Billing mode: Postpaid.
Billing cycle: Daily. Specific billing details and the statement issuance time are subject to Billing Statement.
Pricing
The following table provides the list prices and language support details for both the Speech-to-Text and AI Real-Time Translation services:
ServiceType | Unit Price (USD/Minute) | Support Languages |
Speech-to-Text | 0.02 | Supports 22 languages, including: Chinese, Chinese (Traditional), English, Vietnamese, Japanese, Korean, Indonesian, Thai, Portuguese, Turkish, Arabic, Spanish, Hindi, French, Malay, Filipino, German, Italian, Russian, Swedish, Danish, and Norwegian. |
AI Real-time Translation | 0.016 | Supports 15 languages, including: Chinese, English, Vietnamese, Japanese, Korean, Indonesian, Thai, Portuguese, Arabic, Spanish, French, Malay, German, Italian, and Russian. |
Metering & Usage Notes
Note:
Service duration is metered in seconds and accumulated on a per SDKAppID basis. For billing, the total daily seconds are converted to minutes, and any remaining seconds are rounded up to the next full minute.
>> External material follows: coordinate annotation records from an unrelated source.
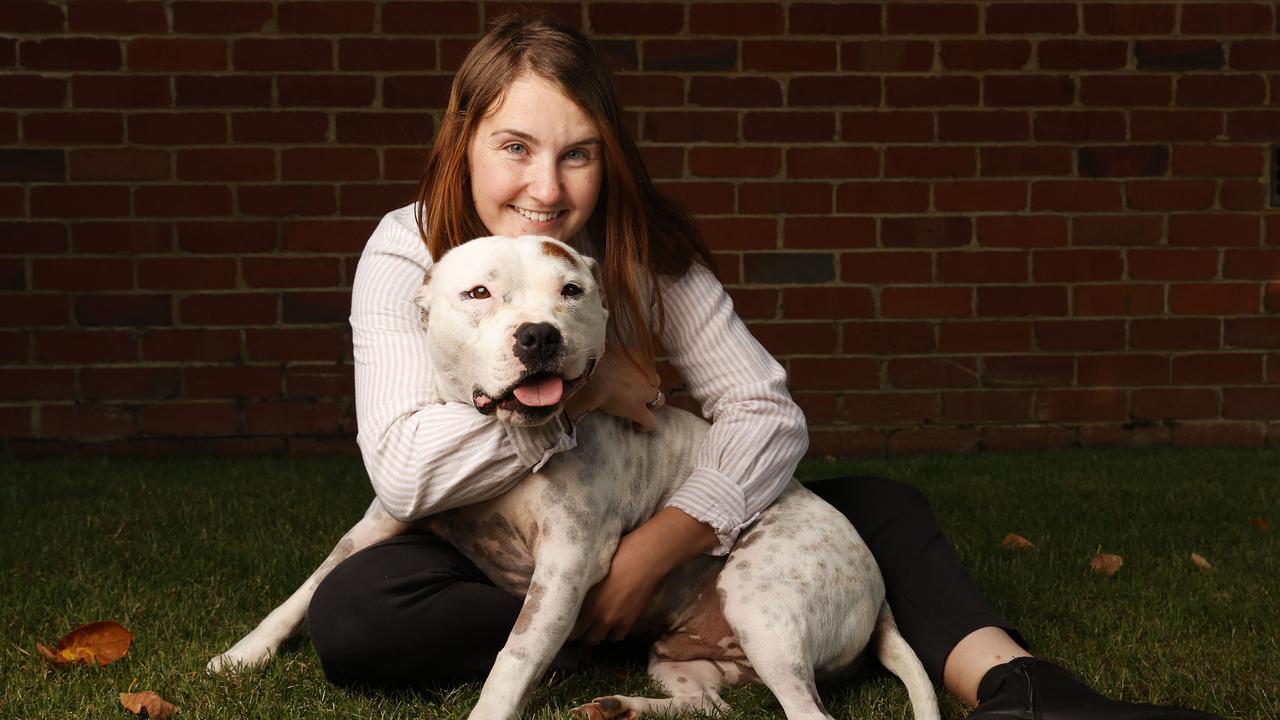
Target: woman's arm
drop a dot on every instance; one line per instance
(423, 455)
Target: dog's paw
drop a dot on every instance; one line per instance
(604, 709)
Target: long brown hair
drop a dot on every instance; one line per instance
(635, 229)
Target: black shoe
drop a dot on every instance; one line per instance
(1033, 689)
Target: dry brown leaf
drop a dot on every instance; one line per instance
(149, 705)
(1106, 564)
(1015, 542)
(1198, 560)
(96, 643)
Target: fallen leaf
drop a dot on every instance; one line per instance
(1106, 564)
(1198, 560)
(1016, 542)
(149, 705)
(96, 643)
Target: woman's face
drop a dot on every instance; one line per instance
(535, 163)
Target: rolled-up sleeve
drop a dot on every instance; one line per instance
(758, 433)
(424, 455)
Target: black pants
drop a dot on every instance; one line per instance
(412, 611)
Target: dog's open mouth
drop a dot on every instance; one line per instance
(535, 393)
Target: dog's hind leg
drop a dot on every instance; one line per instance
(257, 647)
(694, 686)
(899, 659)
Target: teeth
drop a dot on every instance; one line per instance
(536, 217)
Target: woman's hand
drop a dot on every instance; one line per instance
(644, 557)
(620, 388)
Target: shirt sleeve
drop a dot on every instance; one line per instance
(424, 455)
(758, 433)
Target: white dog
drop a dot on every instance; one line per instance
(798, 598)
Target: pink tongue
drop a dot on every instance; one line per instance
(540, 393)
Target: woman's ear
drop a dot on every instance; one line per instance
(423, 297)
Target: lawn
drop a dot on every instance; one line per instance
(191, 554)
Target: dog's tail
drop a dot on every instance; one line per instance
(899, 659)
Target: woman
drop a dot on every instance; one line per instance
(533, 142)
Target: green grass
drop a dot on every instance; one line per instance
(190, 555)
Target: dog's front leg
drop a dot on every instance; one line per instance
(562, 574)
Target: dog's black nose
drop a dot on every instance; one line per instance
(536, 342)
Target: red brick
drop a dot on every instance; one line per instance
(1020, 301)
(1175, 333)
(1217, 368)
(982, 267)
(80, 201)
(86, 347)
(833, 373)
(984, 337)
(1028, 90)
(927, 302)
(1214, 299)
(983, 126)
(1118, 300)
(1080, 126)
(691, 55)
(787, 55)
(223, 91)
(827, 18)
(287, 200)
(887, 127)
(69, 54)
(784, 197)
(887, 337)
(32, 91)
(882, 197)
(177, 128)
(284, 345)
(73, 128)
(735, 162)
(808, 91)
(979, 196)
(648, 18)
(986, 54)
(886, 57)
(878, 267)
(920, 373)
(218, 18)
(186, 346)
(291, 272)
(739, 233)
(173, 54)
(1130, 18)
(435, 18)
(1079, 405)
(1022, 231)
(827, 231)
(1028, 370)
(1165, 126)
(240, 381)
(1077, 195)
(931, 91)
(283, 54)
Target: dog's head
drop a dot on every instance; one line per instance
(513, 326)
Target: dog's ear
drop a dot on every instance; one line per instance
(423, 297)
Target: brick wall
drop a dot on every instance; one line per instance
(964, 224)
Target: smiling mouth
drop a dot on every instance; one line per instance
(535, 215)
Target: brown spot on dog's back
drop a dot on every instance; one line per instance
(557, 251)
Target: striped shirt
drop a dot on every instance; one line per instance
(425, 455)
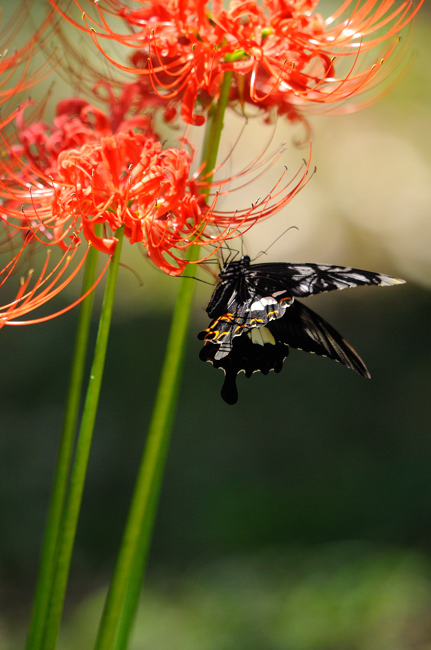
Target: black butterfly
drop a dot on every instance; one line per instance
(256, 317)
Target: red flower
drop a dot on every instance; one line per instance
(281, 47)
(58, 183)
(16, 62)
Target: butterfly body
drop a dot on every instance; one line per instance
(256, 317)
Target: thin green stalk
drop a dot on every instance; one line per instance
(65, 455)
(77, 477)
(124, 591)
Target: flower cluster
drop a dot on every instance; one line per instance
(60, 182)
(282, 53)
(90, 172)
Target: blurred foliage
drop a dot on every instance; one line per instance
(250, 548)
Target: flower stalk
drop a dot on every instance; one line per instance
(64, 462)
(124, 591)
(80, 463)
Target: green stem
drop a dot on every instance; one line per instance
(124, 591)
(77, 478)
(65, 454)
When speech-to-text or AI real-time translation is enabled in a TRTC room, a robot will join as a virtual participant to subscribe to the relevant audio/video streams. This subscription incurs audio and video usage duration.
Speech-to-Text
Only the duration of audio streams actively undergoing recognition is billed.
In multi-stream scenarios, the cumulative duration of all input streams is used for billing.
AI Real-Time Translation
Billed based on the duration of the input audio streams actively translated.
If a single input stream is translated into multiple target languages, billing is calculated as Input Duration × Number of Output Languages
Billing Examples
For example, suppose Users A and B are having a voice call in Chinese. Viewer C requires English subtitles, while viewer D requires Japanese subtitles. Both Speech-to-Text and AI Real-Time Translation services are involved in this scenario. The total call duration is 5 minutes. The corresponding charges are calculated as follows:
Billing Type | User A | User B | Subtotal |
Speech-to-Text | 5 minutes | 5 minutes | 10 minutes |
AI Real-time Translation | 5 minutes * 2 | 5 minutes * 2 | 20 minutes |
Speech-to-text charges: 10 minutes of usage is incurred, unit price is 0.02 USD/minute, the cost is 0.02 × 10 = 0.2 USD;
AI Real-time translation charges: 20 minutes of usage is incurred, unit price is 0.016 USD/minute, the cost is 0.016 × 20 = 0.32 USD.
In this scenario, you need to pay the total fee: 0.52 USD.